Is this a shopper toting GAP clothing, or a shareholder toting GAP dividends? (Photo by Joe Raedle/Getty Images)
What We’re Looking For
Assuming the strategy interests you, a yes-or-no decision on the stock should depend on whether (1) you like the yield, which is now about 4%, and (2) whether you think the dividend is reasonably secure. Don’t worry about dividend growth. When you see a yield this high (consider that it’s a little more than double the 1.9% yield on the S&P 500 ETF (SPY), you have to recognize that Mr. Market has given up the ghost in the area of growth. We’d like to think we can get more than zero, but we shouldn’t expect it unless interest rates rise as a result of an economy strong enough to lift all boats, even the less thrilling ones like GPS.
Expect to see risk and baggage. With a yield this high, you have to know it’s there. The question is whether it’s more than you are willing to accept.

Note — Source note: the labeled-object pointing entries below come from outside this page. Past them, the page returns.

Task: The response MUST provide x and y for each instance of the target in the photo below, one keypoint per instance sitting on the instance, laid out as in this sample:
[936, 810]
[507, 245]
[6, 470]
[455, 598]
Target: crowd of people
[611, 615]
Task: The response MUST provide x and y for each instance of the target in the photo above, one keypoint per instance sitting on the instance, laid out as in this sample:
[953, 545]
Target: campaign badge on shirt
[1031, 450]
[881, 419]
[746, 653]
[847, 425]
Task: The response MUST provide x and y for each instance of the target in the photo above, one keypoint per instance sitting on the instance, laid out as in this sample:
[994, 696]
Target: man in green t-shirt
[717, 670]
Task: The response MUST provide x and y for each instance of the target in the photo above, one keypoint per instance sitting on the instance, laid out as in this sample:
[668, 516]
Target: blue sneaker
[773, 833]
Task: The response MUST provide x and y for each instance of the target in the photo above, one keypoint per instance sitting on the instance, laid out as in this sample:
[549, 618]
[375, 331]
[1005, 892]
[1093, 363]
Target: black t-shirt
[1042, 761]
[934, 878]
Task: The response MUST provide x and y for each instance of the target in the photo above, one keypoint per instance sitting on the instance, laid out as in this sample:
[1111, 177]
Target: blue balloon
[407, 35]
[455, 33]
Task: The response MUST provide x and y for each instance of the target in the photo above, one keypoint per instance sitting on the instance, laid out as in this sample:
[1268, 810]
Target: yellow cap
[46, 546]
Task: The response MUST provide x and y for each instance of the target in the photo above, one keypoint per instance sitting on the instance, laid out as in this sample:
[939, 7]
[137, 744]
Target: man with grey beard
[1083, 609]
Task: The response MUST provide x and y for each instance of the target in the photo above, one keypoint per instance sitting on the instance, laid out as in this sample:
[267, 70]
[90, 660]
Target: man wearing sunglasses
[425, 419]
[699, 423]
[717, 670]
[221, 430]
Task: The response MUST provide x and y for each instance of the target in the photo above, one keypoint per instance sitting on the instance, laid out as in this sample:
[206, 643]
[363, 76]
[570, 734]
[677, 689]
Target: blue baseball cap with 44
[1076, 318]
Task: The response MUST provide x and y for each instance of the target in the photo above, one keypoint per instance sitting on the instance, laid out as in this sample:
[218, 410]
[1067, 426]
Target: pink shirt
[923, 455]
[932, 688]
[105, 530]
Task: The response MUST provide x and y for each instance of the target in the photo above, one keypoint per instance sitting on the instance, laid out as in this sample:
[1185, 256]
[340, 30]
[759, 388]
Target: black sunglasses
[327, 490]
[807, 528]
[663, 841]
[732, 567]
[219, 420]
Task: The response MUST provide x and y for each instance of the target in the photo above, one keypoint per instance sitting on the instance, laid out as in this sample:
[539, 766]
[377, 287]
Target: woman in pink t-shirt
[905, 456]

Apparel Brick-and-Mortar Retailing, Oy Vey
It seems like only yesterday when going to the mall to shop till we drop was the great American pastime (sorry baseball). Back then, who could resist stores like Gap, Banana Republic or Old Navy. It’s not as if there weren’t a gazillion other choices, but years of returns on equity well above 20% suggests this company got more than its fair share of love from shoppers.
That was then. Now, the great American pastime is harder to pin down but chances are it has something to do with looking at and tapping screens, maybe to talk about one’s self, maybe to read things, maybe to buy things (Yeah! GPS might still be in the running), maybe to watch or listen to things, or who knows what. Whatever the case, we know people aren’t running to brick and mortar stores the way they used to. And even when or to extent they do, Father Time is the enemy of all fashion brands as old brands become, well, old, and it becomes more hip to be into other things.
GPS’ brands aren’t dead. As is inevitable in a business like this, some quarters are better than others depending on the ebb and flow of consumer tastes and hits or misses on the part of GPS’ fashion mavens, but on the whole, this remains a very, very profitable company. And in fact, it’s still looking to breathe new life into whatever growth engine it thinks it can still power up (see, e.g., the company’s still-small Altheaactive-wear brand). But for better or worse, it’s not exactly fashion forward nowadays. It’s mainstream.